O desempenho chamou atenção do clube da Vila Belmiro, que o contratou dois anos depois, quando o atleta estava em baixa durante o empréstimo ao Barcelona de Guayaquil (EQU). Os equatorianos repassaram o empréstimo do atacante ao Peixe, e ele se apresentou com grande expectativa após marcar nos dois amistosos com o time brasileiro.

"Jogava pra caraca, pena que ficou pouco tempo. Era um trator, mas técnico e com presença de área para fazer gols. Muito inteligente no jogo. Enquanto jogou nos ajudou bastante", lembrou Robert, ex-jogador do Santos, em contato com o UOL Esporte.

Usuriaga demorou a estrear pelo Peixe por causa do imbróglio em sua contratação. O Independiente, dono de seus direitos, queria um valor para liberar o empréstimo e não aceitava o repasse feito pelo Barcelona. Assim, Usuriaga treinava no clube, mas não podia jogar sem a documentação que deveria ser enviada pelos argentinos.

O Peixe, então, conseguiu a licença de trabalho do jogador e liberou o técnico José Teixeira para escalá-lo diante do Fluminense. A expectativa do torcedor era alta e o próprio Usuriaga pressionava, chegando a dizer que poderia ir embora se não atuasse contra os cariocas.

Ele foi para o jogo que acabaria sendo o único oficial dele com a camisa alvinegra. O Peixe venceu por 1 a 0, mas o colombiano não fez muita coisa em campo. Após o jogo, o Fluminense entrou com um processo contra o Santos pela utilização do atleta. Com medo, a equipe da Vila Belmiro optou por não utilizar o jogador nos jogos seguintes e, com o Independiente exigindo dinheiro, desistiu da contratação.
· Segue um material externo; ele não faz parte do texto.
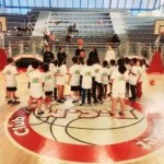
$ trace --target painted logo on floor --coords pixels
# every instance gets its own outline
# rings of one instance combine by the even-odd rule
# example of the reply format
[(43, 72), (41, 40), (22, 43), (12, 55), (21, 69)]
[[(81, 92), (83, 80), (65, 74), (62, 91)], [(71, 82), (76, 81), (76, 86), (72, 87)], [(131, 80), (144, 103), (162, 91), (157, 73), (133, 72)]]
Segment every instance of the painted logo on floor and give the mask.
[[(68, 108), (69, 107), (69, 108)], [(138, 161), (164, 144), (164, 119), (147, 114), (138, 103), (126, 102), (126, 118), (109, 115), (110, 102), (93, 107), (55, 105), (42, 117), (24, 107), (7, 120), (8, 137), (30, 152), (82, 163)]]

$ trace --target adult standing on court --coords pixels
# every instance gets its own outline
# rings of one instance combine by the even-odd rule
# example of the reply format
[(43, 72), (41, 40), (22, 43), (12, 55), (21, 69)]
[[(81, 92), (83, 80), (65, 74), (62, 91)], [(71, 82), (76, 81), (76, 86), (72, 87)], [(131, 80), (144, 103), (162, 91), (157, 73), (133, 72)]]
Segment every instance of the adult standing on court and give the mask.
[(47, 58), (50, 58), (51, 61), (55, 60), (54, 54), (50, 51), (50, 46), (46, 47), (46, 51), (44, 52), (44, 62), (46, 62)]
[(94, 63), (95, 58), (98, 58), (98, 52), (95, 46), (92, 46), (92, 51), (89, 54), (89, 59)]
[(113, 47), (109, 45), (108, 50), (105, 55), (105, 60), (109, 63), (110, 60), (115, 60), (115, 51), (113, 50)]
[(66, 63), (66, 59), (67, 59), (67, 55), (66, 52), (63, 51), (63, 47), (60, 47), (59, 48), (59, 52), (57, 54), (57, 58), (58, 58), (58, 61), (59, 61), (59, 58), (62, 57), (65, 59), (65, 63)]
[(83, 49), (82, 45), (79, 45), (78, 49), (75, 49), (75, 56), (80, 57), (82, 51), (85, 52), (85, 50)]

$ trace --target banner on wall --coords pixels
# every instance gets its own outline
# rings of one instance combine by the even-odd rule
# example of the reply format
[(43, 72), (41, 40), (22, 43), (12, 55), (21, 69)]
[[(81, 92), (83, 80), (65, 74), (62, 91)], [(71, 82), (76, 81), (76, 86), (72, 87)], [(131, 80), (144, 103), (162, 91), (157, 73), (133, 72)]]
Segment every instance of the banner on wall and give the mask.
[(0, 16), (0, 31), (5, 32), (7, 31), (7, 17)]

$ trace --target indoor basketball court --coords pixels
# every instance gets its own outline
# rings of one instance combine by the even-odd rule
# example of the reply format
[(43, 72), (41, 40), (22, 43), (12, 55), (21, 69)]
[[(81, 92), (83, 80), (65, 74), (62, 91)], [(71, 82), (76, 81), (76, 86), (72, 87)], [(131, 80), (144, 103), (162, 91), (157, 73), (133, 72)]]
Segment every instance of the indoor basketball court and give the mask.
[[(49, 1), (49, 3), (43, 0), (42, 7), (38, 2), (28, 1), (24, 4), (17, 2), (12, 0), (12, 3), (5, 1), (1, 3), (3, 13), (0, 16), (0, 33), (3, 36), (0, 35), (0, 37), (2, 36), (0, 39), (0, 164), (163, 164), (164, 21), (163, 13), (153, 14), (155, 11), (163, 12), (164, 1), (148, 1), (147, 7), (142, 0), (140, 7), (136, 0), (128, 2), (118, 0), (117, 3), (110, 0), (101, 0), (99, 2), (87, 0), (87, 2), (79, 1), (78, 3), (72, 0), (72, 4), (69, 4), (68, 0)], [(131, 11), (131, 13), (129, 14), (127, 11)], [(33, 25), (32, 31), (27, 26), (23, 28), (24, 24), (28, 24), (28, 22)], [(68, 27), (74, 23), (77, 23), (78, 30), (70, 32)], [(21, 28), (16, 28), (16, 25)], [(47, 31), (54, 33), (54, 39), (50, 39)], [(68, 42), (69, 37), (66, 35), (73, 37)], [(42, 43), (44, 44), (42, 45)], [(42, 85), (42, 97), (35, 98), (32, 93), (39, 93), (39, 91), (31, 81), (35, 69), (40, 74), (45, 73), (47, 47), (50, 47), (50, 52), (54, 55), (50, 62), (56, 69), (55, 78), (63, 78), (63, 97), (60, 96), (61, 84), (56, 84), (52, 86), (48, 105), (46, 98), (49, 94), (46, 94), (45, 86)], [(65, 73), (61, 70), (58, 72), (61, 67), (58, 57), (58, 54), (62, 52), (60, 47), (67, 55), (61, 63), (67, 68)], [(82, 50), (83, 54), (77, 55), (79, 47), (84, 50)], [(79, 94), (82, 92), (82, 94), (78, 101), (73, 93), (77, 90), (73, 90), (70, 80), (73, 74), (72, 61), (81, 65), (82, 58), (85, 65), (79, 71), (83, 72), (90, 65), (89, 59), (93, 47), (96, 47), (98, 51), (98, 66), (102, 68), (105, 67), (104, 60), (108, 59), (107, 52), (113, 50), (115, 58), (107, 61), (106, 69), (109, 71), (113, 67), (112, 60), (116, 61), (115, 69), (110, 75), (108, 74), (106, 95), (102, 75), (101, 80), (104, 84), (102, 84), (102, 99), (99, 98), (101, 87), (98, 85), (94, 87), (96, 75), (93, 73), (95, 81), (93, 81), (93, 77), (91, 78), (91, 95), (89, 95), (90, 87), (84, 89), (84, 84), (90, 85), (90, 81), (84, 81), (84, 75), (81, 73), (79, 81), (82, 83), (80, 83), (81, 89), (78, 92)], [(108, 47), (112, 49), (108, 50)], [(81, 48), (79, 49), (81, 50)], [(73, 59), (74, 55), (75, 59)], [(8, 79), (11, 72), (4, 70), (10, 65), (9, 58), (14, 60), (12, 63), (15, 62), (15, 66), (12, 65), (12, 67), (17, 70), (17, 84), (14, 85), (17, 90), (14, 98), (9, 94), (13, 92), (11, 91), (13, 86), (8, 84), (12, 81)], [(92, 69), (94, 69), (95, 58), (94, 56)], [(130, 65), (128, 78), (126, 79), (124, 74), (124, 78), (120, 79), (120, 81), (125, 81), (124, 85), (126, 86), (127, 82), (130, 84), (130, 74), (133, 73), (133, 58), (138, 62), (145, 60), (141, 95), (138, 96), (140, 89), (137, 86), (136, 98), (132, 98), (131, 85), (133, 84), (130, 84), (128, 89), (125, 87), (128, 92), (125, 91), (124, 96), (115, 97), (113, 89), (116, 80), (113, 74), (115, 70), (119, 71), (121, 68), (119, 60), (124, 60), (124, 66), (126, 66), (127, 58)], [(34, 61), (37, 61), (39, 67), (35, 68)], [(46, 65), (48, 65), (47, 62), (48, 60), (46, 60)], [(30, 65), (34, 70), (27, 72)], [(126, 68), (128, 67), (126, 66)], [(50, 63), (48, 69), (50, 70)], [(84, 74), (89, 78), (90, 73), (92, 71)], [(15, 74), (13, 73), (13, 75)], [(80, 79), (81, 77), (82, 79)], [(138, 78), (137, 85), (139, 80)], [(46, 81), (43, 83), (45, 84)], [(32, 89), (34, 90), (32, 91)], [(85, 90), (86, 92), (84, 92)], [(94, 99), (94, 90), (97, 102)], [(118, 93), (121, 92), (118, 91)], [(86, 95), (85, 103), (83, 103), (84, 95)], [(31, 97), (33, 101), (30, 107)], [(62, 98), (63, 102), (61, 102)], [(116, 99), (115, 110), (114, 99)], [(13, 103), (14, 101), (16, 103)], [(39, 101), (43, 114), (39, 114)], [(125, 110), (122, 110), (121, 101), (125, 103)]]

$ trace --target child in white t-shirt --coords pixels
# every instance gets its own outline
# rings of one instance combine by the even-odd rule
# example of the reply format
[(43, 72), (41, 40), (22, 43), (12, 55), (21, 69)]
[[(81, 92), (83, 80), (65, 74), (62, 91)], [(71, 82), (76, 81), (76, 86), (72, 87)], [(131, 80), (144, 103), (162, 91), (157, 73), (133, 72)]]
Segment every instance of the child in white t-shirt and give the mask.
[(54, 72), (54, 70), (56, 69), (54, 63), (51, 63), (51, 59), (50, 58), (46, 58), (46, 63), (49, 65), (49, 71)]
[(109, 71), (108, 71), (108, 62), (106, 60), (103, 61), (103, 87), (104, 87), (104, 98), (107, 97), (107, 84), (109, 83)]
[[(92, 96), (94, 98), (94, 103), (99, 102), (103, 103), (103, 68), (99, 65), (99, 59), (94, 58), (94, 65), (92, 66), (94, 71), (95, 81), (92, 87)], [(96, 91), (98, 90), (98, 95), (96, 96)]]
[(51, 96), (52, 96), (52, 91), (54, 91), (54, 73), (52, 70), (49, 71), (49, 65), (44, 63), (43, 65), (43, 70), (44, 70), (44, 91), (45, 91), (45, 102), (46, 106), (50, 108), (50, 102), (51, 102)]
[(129, 84), (131, 91), (131, 97), (129, 97), (129, 101), (131, 102), (136, 102), (137, 97), (137, 82), (139, 79), (139, 68), (137, 66), (137, 58), (131, 59), (131, 70), (129, 71)]
[(60, 57), (58, 59), (58, 67), (57, 67), (57, 86), (58, 86), (58, 97), (57, 104), (65, 103), (63, 91), (65, 91), (65, 77), (67, 74), (67, 67), (65, 63), (65, 58)]
[[(30, 73), (33, 71), (34, 69), (33, 69), (33, 67), (32, 67), (32, 65), (30, 65), (28, 67), (27, 67), (27, 69), (26, 69), (26, 77), (27, 77), (27, 79), (28, 79), (28, 77), (30, 77)], [(31, 87), (31, 83), (30, 83), (30, 80), (28, 80), (28, 89)]]
[(113, 103), (112, 103), (112, 117), (115, 116), (116, 104), (119, 99), (121, 112), (119, 115), (125, 117), (125, 95), (126, 95), (126, 82), (128, 80), (128, 71), (125, 66), (124, 59), (118, 59), (117, 61), (118, 67), (113, 71), (110, 80), (113, 83)]
[(28, 79), (31, 83), (31, 95), (28, 98), (28, 107), (26, 107), (26, 113), (31, 113), (32, 109), (32, 103), (34, 99), (37, 101), (37, 107), (36, 109), (37, 115), (43, 115), (44, 110), (42, 110), (42, 101), (43, 101), (43, 84), (44, 84), (44, 78), (43, 73), (39, 71), (39, 62), (37, 60), (33, 60), (32, 62), (33, 71), (30, 73)]
[[(126, 61), (127, 71), (129, 73), (129, 71), (131, 70), (130, 59), (129, 58), (125, 58), (125, 61)], [(126, 96), (129, 96), (129, 81), (127, 81), (127, 83), (126, 83)]]
[(142, 65), (142, 60), (138, 61), (139, 68), (139, 79), (137, 82), (137, 97), (140, 98), (142, 96), (142, 83), (145, 74), (145, 66)]
[(4, 74), (7, 81), (8, 104), (20, 104), (20, 102), (15, 98), (15, 91), (17, 90), (16, 75), (19, 73), (16, 67), (14, 66), (13, 58), (8, 58), (8, 66), (4, 67), (2, 73)]
[[(81, 68), (81, 70), (83, 70), (84, 66), (85, 66), (85, 60), (83, 57), (79, 57), (79, 66)], [(81, 99), (82, 96), (82, 87), (80, 85), (80, 92), (79, 92), (79, 98)]]
[(51, 59), (47, 58), (46, 62), (49, 65), (49, 71), (52, 72), (52, 74), (54, 74), (54, 99), (56, 101), (57, 99), (57, 84), (56, 84), (57, 77), (56, 77), (56, 72), (57, 72), (58, 61), (55, 60), (54, 61), (55, 63), (51, 63)]
[(94, 72), (92, 68), (92, 60), (87, 59), (86, 66), (83, 67), (81, 70), (81, 87), (82, 87), (82, 104), (85, 103), (85, 95), (87, 93), (87, 103), (89, 106), (92, 106), (91, 104), (91, 90), (94, 81)]
[(56, 72), (57, 72), (57, 66), (58, 66), (58, 61), (55, 60), (54, 61), (54, 66), (55, 66), (55, 77), (54, 77), (54, 99), (57, 101), (57, 94), (58, 94), (58, 86), (57, 86), (57, 77), (56, 77)]
[(72, 62), (73, 62), (73, 66), (70, 67), (68, 84), (71, 84), (71, 91), (73, 92), (73, 102), (72, 103), (78, 103), (79, 102), (79, 92), (81, 89), (80, 87), (81, 66), (78, 65), (77, 57), (72, 58)]
[(113, 83), (110, 82), (110, 75), (113, 73), (113, 71), (116, 69), (116, 60), (112, 59), (109, 62), (109, 70), (108, 70), (108, 74), (109, 74), (109, 89), (110, 92), (107, 94), (108, 96), (112, 96), (112, 89), (113, 89)]

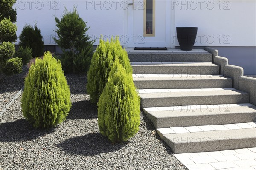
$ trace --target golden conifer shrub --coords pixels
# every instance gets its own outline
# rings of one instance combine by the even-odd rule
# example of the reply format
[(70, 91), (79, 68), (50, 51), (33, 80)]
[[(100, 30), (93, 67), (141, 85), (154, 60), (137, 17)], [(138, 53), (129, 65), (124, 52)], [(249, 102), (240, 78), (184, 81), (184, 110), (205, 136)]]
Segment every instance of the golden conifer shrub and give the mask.
[(66, 119), (70, 93), (59, 61), (47, 52), (37, 58), (25, 79), (21, 99), (23, 115), (35, 128), (49, 128)]
[(112, 143), (126, 141), (139, 131), (140, 98), (128, 73), (117, 58), (98, 103), (100, 132)]

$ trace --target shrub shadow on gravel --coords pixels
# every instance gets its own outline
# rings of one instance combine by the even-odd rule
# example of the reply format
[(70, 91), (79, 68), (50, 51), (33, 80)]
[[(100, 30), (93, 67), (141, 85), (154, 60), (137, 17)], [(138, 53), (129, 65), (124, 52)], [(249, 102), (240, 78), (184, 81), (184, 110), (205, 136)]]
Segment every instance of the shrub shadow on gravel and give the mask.
[(97, 106), (90, 101), (83, 100), (72, 103), (67, 119), (88, 119), (97, 118)]
[(118, 150), (125, 147), (127, 142), (112, 144), (106, 137), (96, 133), (70, 139), (58, 146), (66, 153), (94, 156)]
[(21, 73), (5, 75), (3, 79), (0, 80), (0, 94), (19, 91), (22, 88), (28, 68), (26, 66), (23, 66), (22, 69), (23, 71)]
[(65, 74), (67, 82), (70, 86), (71, 94), (86, 94), (86, 74)]
[(18, 142), (35, 139), (52, 133), (54, 129), (49, 130), (35, 129), (25, 119), (0, 124), (0, 141)]

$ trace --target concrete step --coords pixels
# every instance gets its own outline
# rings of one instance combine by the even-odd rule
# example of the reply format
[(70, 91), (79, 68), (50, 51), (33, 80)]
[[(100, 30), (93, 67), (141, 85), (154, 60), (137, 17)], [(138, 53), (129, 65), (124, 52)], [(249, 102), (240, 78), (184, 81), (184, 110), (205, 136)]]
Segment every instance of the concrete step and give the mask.
[(256, 122), (256, 107), (250, 103), (155, 108), (143, 110), (156, 128)]
[[(160, 133), (164, 131), (162, 129), (157, 129), (157, 131), (174, 153), (215, 151), (256, 147), (256, 128), (252, 127), (253, 124), (255, 127), (255, 123), (250, 123), (252, 125), (251, 127), (239, 129), (227, 127), (240, 127), (237, 124), (226, 125), (227, 127), (225, 125), (208, 126), (210, 127), (208, 128), (214, 129), (212, 131), (207, 131), (205, 128), (207, 126), (198, 126), (171, 128), (171, 132), (168, 134)], [(241, 124), (250, 125), (249, 123)], [(192, 131), (195, 130), (194, 132), (190, 132), (189, 129)]]
[(213, 90), (209, 91), (146, 93), (139, 94), (140, 96), (140, 107), (142, 108), (186, 105), (246, 103), (249, 102), (250, 97), (248, 93), (238, 90)]
[(131, 62), (134, 74), (219, 74), (219, 66), (211, 62)]
[(204, 50), (192, 51), (175, 49), (169, 49), (166, 51), (126, 50), (131, 62), (210, 62), (212, 61), (212, 54)]
[(138, 89), (229, 88), (232, 79), (220, 75), (133, 74)]

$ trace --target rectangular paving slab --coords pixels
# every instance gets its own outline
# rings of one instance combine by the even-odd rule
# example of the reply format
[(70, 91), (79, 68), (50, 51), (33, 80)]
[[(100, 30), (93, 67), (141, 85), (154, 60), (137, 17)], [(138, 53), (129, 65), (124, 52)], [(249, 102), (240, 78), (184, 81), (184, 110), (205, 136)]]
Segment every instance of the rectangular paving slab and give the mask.
[(175, 153), (191, 153), (256, 147), (256, 128), (163, 135)]

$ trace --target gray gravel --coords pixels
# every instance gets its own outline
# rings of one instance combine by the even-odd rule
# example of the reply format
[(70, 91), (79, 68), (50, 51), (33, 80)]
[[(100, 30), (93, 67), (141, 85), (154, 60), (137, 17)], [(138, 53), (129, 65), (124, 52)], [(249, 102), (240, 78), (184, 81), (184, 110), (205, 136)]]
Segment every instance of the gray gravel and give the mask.
[(0, 113), (23, 86), (28, 71), (27, 67), (23, 66), (21, 73), (5, 76), (0, 80)]
[(0, 117), (0, 170), (186, 169), (143, 113), (138, 133), (112, 144), (99, 132), (85, 76), (67, 79), (73, 106), (56, 128), (34, 129), (22, 116), (21, 96)]

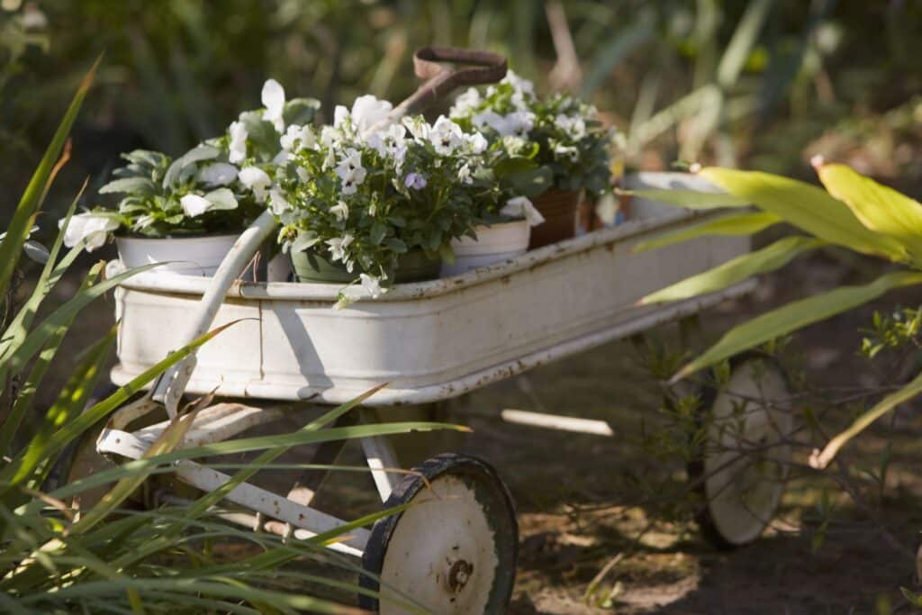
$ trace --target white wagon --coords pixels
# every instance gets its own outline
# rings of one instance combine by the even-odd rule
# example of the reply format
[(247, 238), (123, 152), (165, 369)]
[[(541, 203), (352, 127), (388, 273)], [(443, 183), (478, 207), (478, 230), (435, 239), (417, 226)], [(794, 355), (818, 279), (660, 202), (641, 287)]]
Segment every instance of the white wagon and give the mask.
[[(709, 189), (679, 173), (629, 178), (629, 187), (669, 186)], [(640, 307), (637, 300), (746, 253), (748, 238), (703, 238), (636, 254), (632, 248), (722, 215), (636, 199), (632, 219), (620, 226), (460, 276), (397, 285), (342, 310), (332, 309), (336, 285), (237, 279), (272, 231), (271, 217), (264, 217), (243, 233), (212, 278), (145, 273), (118, 289), (115, 384), (129, 382), (213, 325), (241, 322), (165, 373), (144, 403), (117, 411), (100, 435), (98, 451), (140, 457), (167, 421), (134, 432), (126, 426), (155, 408), (175, 416), (184, 394), (215, 392), (230, 401), (201, 411), (183, 445), (226, 440), (282, 416), (266, 400), (287, 402), (284, 411), (290, 412), (300, 405), (292, 402), (340, 404), (389, 383), (359, 410), (363, 420), (373, 420), (376, 407), (455, 397), (693, 314), (751, 290), (752, 283), (665, 306)], [(765, 479), (751, 459), (733, 453), (743, 443), (764, 448), (789, 432), (789, 413), (779, 411), (788, 396), (786, 381), (765, 367), (761, 360), (736, 361), (727, 384), (733, 395), (713, 392), (707, 397), (714, 418), (732, 417), (737, 429), (710, 432), (729, 453), (704, 455), (690, 467), (707, 496), (703, 527), (723, 545), (757, 538), (781, 495), (780, 480)], [(740, 415), (736, 395), (759, 403), (747, 405)], [(384, 505), (419, 505), (371, 529), (351, 530), (348, 540), (331, 548), (361, 558), (373, 574), (362, 584), (382, 596), (399, 592), (436, 613), (503, 612), (518, 540), (512, 499), (496, 472), (482, 460), (446, 454), (423, 463), (417, 474), (395, 474), (386, 471), (399, 465), (387, 439), (365, 438), (362, 447)], [(330, 463), (337, 453), (336, 446), (322, 446), (317, 463)], [(178, 465), (176, 476), (206, 491), (229, 479), (193, 462)], [(346, 523), (311, 506), (313, 495), (304, 484), (283, 498), (245, 483), (227, 500), (254, 514), (228, 518), (295, 538)], [(386, 599), (362, 599), (382, 613), (402, 612)]]

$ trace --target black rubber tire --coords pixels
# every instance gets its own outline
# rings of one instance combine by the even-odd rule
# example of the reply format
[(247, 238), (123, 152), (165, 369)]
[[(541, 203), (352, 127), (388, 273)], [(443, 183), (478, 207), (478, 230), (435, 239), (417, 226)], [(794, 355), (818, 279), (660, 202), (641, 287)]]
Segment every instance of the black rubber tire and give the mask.
[[(730, 373), (732, 374), (734, 371), (744, 363), (755, 360), (764, 361), (771, 365), (773, 369), (776, 370), (784, 380), (785, 384), (788, 387), (788, 389), (790, 389), (790, 378), (778, 361), (760, 352), (743, 352), (731, 358), (729, 361)], [(711, 408), (714, 407), (719, 393), (720, 391), (717, 387), (709, 384), (702, 385), (699, 388), (701, 404), (698, 406), (698, 414), (696, 417), (698, 429), (704, 426), (707, 417), (710, 414)], [(693, 490), (701, 498), (701, 502), (703, 503), (700, 510), (695, 514), (695, 521), (698, 524), (698, 528), (701, 531), (702, 537), (714, 548), (722, 551), (732, 551), (739, 549), (740, 547), (746, 546), (748, 543), (739, 544), (728, 540), (715, 522), (714, 516), (711, 514), (707, 486), (704, 481), (703, 455), (703, 451), (697, 452), (686, 466), (689, 483), (694, 485)]]
[[(477, 457), (454, 453), (443, 453), (427, 459), (414, 469), (421, 476), (406, 476), (391, 493), (384, 507), (387, 509), (409, 503), (421, 490), (427, 488), (427, 480), (434, 481), (437, 478), (446, 474), (461, 477), (466, 482), (469, 481), (477, 485), (478, 492), (485, 496), (483, 503), (489, 512), (488, 518), (492, 526), (493, 535), (502, 541), (502, 544), (496, 544), (497, 574), (491, 590), (486, 612), (491, 614), (506, 612), (515, 584), (515, 567), (518, 560), (518, 522), (515, 516), (515, 506), (505, 483), (487, 462)], [(362, 558), (362, 566), (373, 576), (368, 574), (361, 576), (360, 585), (362, 588), (373, 592), (379, 591), (377, 579), (384, 570), (388, 544), (402, 517), (403, 513), (398, 513), (379, 519), (374, 524)], [(379, 612), (377, 597), (361, 594), (359, 603), (362, 609)]]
Usuriaga em jogo entre Independiente e Boca Juniors na Argentina nos anos 90 - Reuters
Usuriaga em jogo entre Independiente e Boca Juniors na Argentina nos anos 90
Imagem: Reuters

"Ele ficou pouco tempo e não deu pra ter uma convivência com ele, mas era um cara tranquilo. Não demonstrava nenhum comportamento fora do normal. Ele acabou indo embora e eu nem vi! Não foi se despedir da gente", contou Robert.

'El Palombo' retornou ao Indepediente e acabou flagrado em um exame antidoping por uso de cocaína, sendo suspenso por dois anos. Em seguida, o colombiano entrou em uma profunda depressão e não conseguiu fazer o tratamento.

Depois, chegou a disputar alguns jogos pelo Millionários e Bucaramanga, mas foi preso por tentar subornar um policial após ser pego dirigindo alcoolizado em uma blitz. Ele ganhou a liberdade condicional, mas, endividado com traficantes de Cali, teve sua primeira esposa assassinada em 1999.

Ameaçado na Colômbia, saiu do país para jogar na Argentina, dessa vez em times menores. Até 2003, um ano antes de sua morte, ainda passou por Deportivo Pasto (COL), Sportivo Luqueño (PAR) e Carabobo (VEN).